By early fall Payton was waking up sluggishly and becoming only more tired as the hours passed. The man famously known for his limitless energy suddenly possessed very little. He had no appetite, and whenever he did eat he wound up with gray-tinted diarrhea. Quirk initially chalked the decline up to age and an unrealistic workload—along with the businesses and the radio show, Payton was traveling the country giving motivational speeches, helping Jarrett pick a college, writing a weekly newspaper column for the Copley News Service, working as a color commentator for Bears’ preseason games, and serving on the team’s board of directors (admittedly, he did very little in this capacity). But as the days passed and Payton’s strength and appearance only worsened, Quirk began to believe this was more serious than initially advertised. “His health was [starting to affect] his business schedule,” she said. “I had to carve out some time for Walter to get some rest so he could try and shake off what was bothering him.”
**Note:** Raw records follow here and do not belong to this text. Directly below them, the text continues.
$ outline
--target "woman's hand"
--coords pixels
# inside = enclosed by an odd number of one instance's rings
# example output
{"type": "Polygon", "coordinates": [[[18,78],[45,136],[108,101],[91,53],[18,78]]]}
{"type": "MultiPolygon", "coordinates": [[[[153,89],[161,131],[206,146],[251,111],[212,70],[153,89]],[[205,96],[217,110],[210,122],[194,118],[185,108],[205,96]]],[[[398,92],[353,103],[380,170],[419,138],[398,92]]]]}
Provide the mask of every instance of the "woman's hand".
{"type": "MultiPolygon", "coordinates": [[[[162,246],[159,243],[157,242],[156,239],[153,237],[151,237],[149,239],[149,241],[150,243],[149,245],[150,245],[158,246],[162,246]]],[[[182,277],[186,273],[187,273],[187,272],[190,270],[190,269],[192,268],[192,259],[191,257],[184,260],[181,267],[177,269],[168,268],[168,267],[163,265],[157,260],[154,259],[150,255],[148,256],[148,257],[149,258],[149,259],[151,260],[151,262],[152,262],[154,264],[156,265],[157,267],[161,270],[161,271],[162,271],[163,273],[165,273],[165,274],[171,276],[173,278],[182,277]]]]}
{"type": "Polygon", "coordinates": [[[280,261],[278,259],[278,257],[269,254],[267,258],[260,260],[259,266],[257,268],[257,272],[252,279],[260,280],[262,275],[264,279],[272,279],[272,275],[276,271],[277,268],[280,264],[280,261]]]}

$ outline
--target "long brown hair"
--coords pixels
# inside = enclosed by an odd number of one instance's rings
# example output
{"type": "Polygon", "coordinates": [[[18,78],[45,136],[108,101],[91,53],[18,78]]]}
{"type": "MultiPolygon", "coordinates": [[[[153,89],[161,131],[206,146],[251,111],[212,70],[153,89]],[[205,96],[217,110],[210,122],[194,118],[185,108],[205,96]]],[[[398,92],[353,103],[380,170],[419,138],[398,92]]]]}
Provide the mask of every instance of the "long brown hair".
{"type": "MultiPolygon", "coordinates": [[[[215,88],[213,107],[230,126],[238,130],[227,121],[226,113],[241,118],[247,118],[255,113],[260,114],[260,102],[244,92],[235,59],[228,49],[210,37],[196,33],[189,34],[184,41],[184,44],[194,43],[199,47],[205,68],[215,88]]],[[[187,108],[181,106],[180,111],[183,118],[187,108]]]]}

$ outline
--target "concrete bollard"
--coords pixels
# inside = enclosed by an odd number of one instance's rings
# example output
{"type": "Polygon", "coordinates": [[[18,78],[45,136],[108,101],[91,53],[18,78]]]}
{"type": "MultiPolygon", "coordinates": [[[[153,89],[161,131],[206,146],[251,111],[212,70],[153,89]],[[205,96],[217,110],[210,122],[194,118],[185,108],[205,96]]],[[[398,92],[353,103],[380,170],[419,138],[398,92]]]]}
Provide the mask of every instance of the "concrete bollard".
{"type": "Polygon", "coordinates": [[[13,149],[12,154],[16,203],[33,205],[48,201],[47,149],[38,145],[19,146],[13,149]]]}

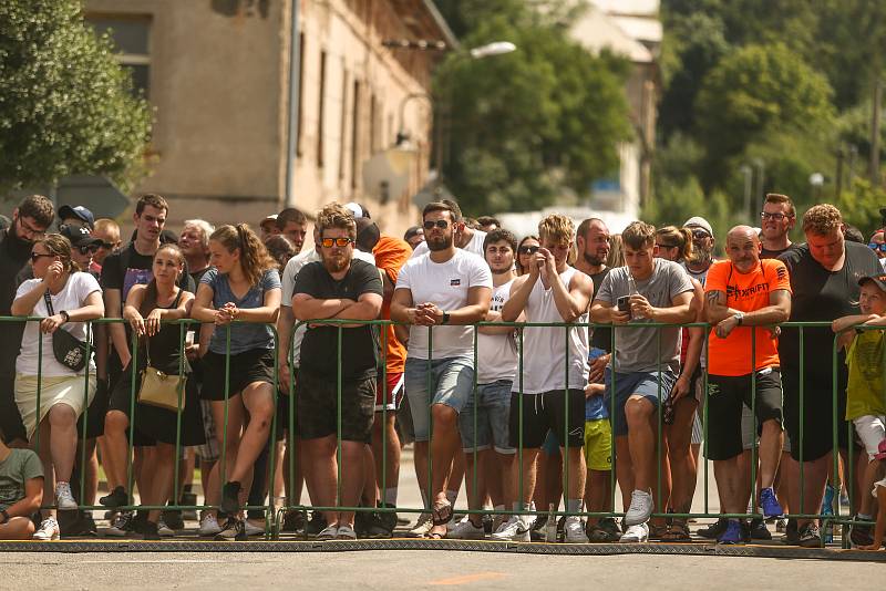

Finally, with the uncertainty burdening him both mentally and physically, Payton scheduled an appointment at the Mayo Clinic in Rochester, Minnesota. World renowned for treating rare medical conditions, Mayo’s services were so in demand that Payton, a man who rarely had to wait for anything, would not be seen until early December. “I was not panic-stricken at this point,” he said. “I realized I’ve got to find a resolution. I’ve got to find something that’s going to make me better.